18 janvier 2024
Contrer la disparition des sols organiques à l’aide de paille et de copeaux de bois
Karolane Bourdon, doctorante à la Faculté des sciences de l’agriculture et de l’alimentation de l’Université Laval, montre que l’application de paille ou de copeaux de bois pourrait régénérer les sols et en restaurer le rendement
La moitié du chiffre d'affaires du secteur des légumes de champ vient de la production dans les sols organiques, mais si ces derniers ne sont pas protégés de la dégradation, ils pourraient disparaître d'ici 50 ans. Karolane Bourdon, doctorante à la Faculté des sciences de l'agriculture et de l'alimentation de l'Université Laval, montre que l'application de paille ou de copeaux de bois pourrait régénérer ces sols et en restaurer le rendement.
De nombreux agriculteurs et agricultrices en Montérégie ont remarqué une baisse de production dans les sols tourbeux de la région en raison de leur dégradation. Pour assurer la pérennité du système de production en terre organique, Karolane Bourdon, son directeur de thèse, Jean Caron, et la codirectrice de la thèse, Josée Fortin, ont voulu développer et mettre en œuvre des pratiques de conservation.
Une fois que les sols organiques sont mis en culture, ils perdent du carbone sous forme d'émission de CO2. Cela cause une dégradation progressive du sol qui affecte les processus microbiens. «En comparant le sol le moins dégradé et le sol le plus dégradé, on a constaté une perte de 7 tonnes de carbone par hectare par an pour le premier et de 0,7 pour le second, soit un facteur 10 entre les deux. C'est impressionnant de voir à quel point le niveau de dégradation du sol affecte la dynamique microbienne», souligne la doctorante.
Une solution adaptée aux réalités
Dans les années 80, la recommandation était d'appliquer du cuivre sur les sols organiques pour réduire la décomposition. Une partie du secteur agricole remettait toutefois en question l'efficacité de cette mesure. «La recommandation disait que ça ralentissait la décomposition de 70%, mais quand nous l'avons testée en laboratoire, les résultats étaient étonnamment bas, avec une efficacité maximale de 37%, et une moyenne entre 4 et 7%, tout au plus», rapporte Karolane Bourdon. «C'est coûteux pour si peu d'efficacité, d'autant plus que le cuivre peut être transporté par le vent vers les habitats naturels et pourrait contaminer l'environnement», ajoute-t-elle.
Karolane Bourdon devait donc trouver une autre solution pour maintenir une bonne santé de ces sols. Un apport régulier de paille et les copeaux de bois montrent un fort potentiel, étant donné leur teneur élevée en carbone. «Éventuellement, on pourrait échantillonner les champs et, selon l'état de dégradation et la nature du sol organique, calculer les besoins des entreprises agricoles. Certains champs nécessiteront peut-être 2 tonnes de pailles, et d'autres, 20 tonnes pour compenser les pertes de carbone», explique la jeune chercheuse.
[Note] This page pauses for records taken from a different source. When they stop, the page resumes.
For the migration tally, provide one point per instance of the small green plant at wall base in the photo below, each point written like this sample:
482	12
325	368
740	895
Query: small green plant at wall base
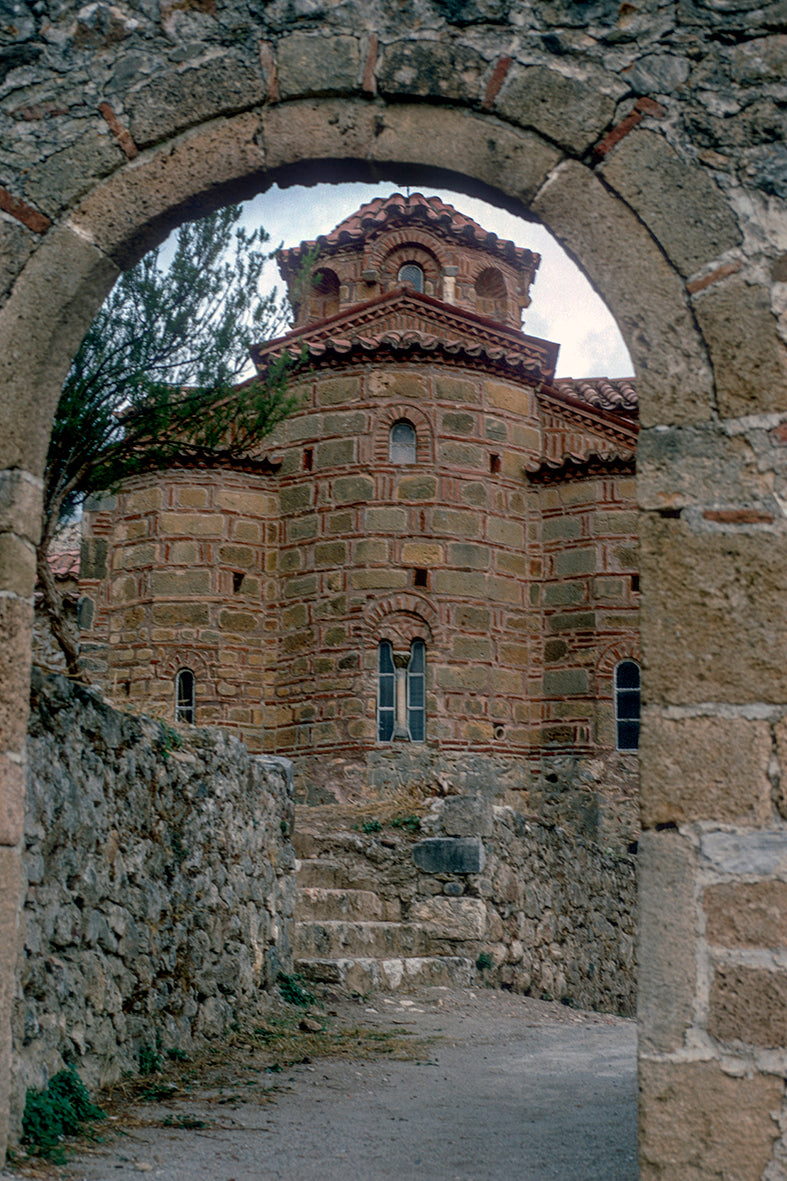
62	1109
411	823
369	826
292	991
Durant sa recherche doctorale, elle a aussi étudié l'effet de polyphénols sur le sol. Ces molécules complexes peuvent inhiber l'activité enzymatique dans les sols et ralentir la dégradation microbienne. «C'est un peu comme ralentir le système digestif», illustre-t-elle.
La suite du projet servira à optimiser ces solutions, car en ajoutant du carbone dans les sols, les microorganismes s'activent davantage et font compétition aux légumes sur le plan des nutriments comme l'azote, ce qui peut nuire temporairement au rendement. «On peut se retrouver avec une carence en azote, essentiel pour la croissance des cultures. Une option serait de prétraiter la paille, pour la transformer en biochar par exemple», indique Karolane Bourdon.
La recherche future permettra également de tester différents itinéraires agronomiques. «Si l'on plante des épinards une année et des carottes l'année suivante, à quel moment doit-on appliquer la paille? Cette information est importante, car le moment a une grosse influence sur le rendement», poursuit la doctorante. Les productrices et les producteurs participants à la recherche ont d'ailleurs commencé des essais complémentaires sur certaines parcelles pour répondre à cette question.
Les études ont été publiées dans les revues scientifiques Frontiers in soil science et Geoderma. Les signataires de ces études sont Karolane Bourdon, Josée Fortin, Jacynthe Dessureault-Rompré, Christophe Libbrecht et Jean Caron.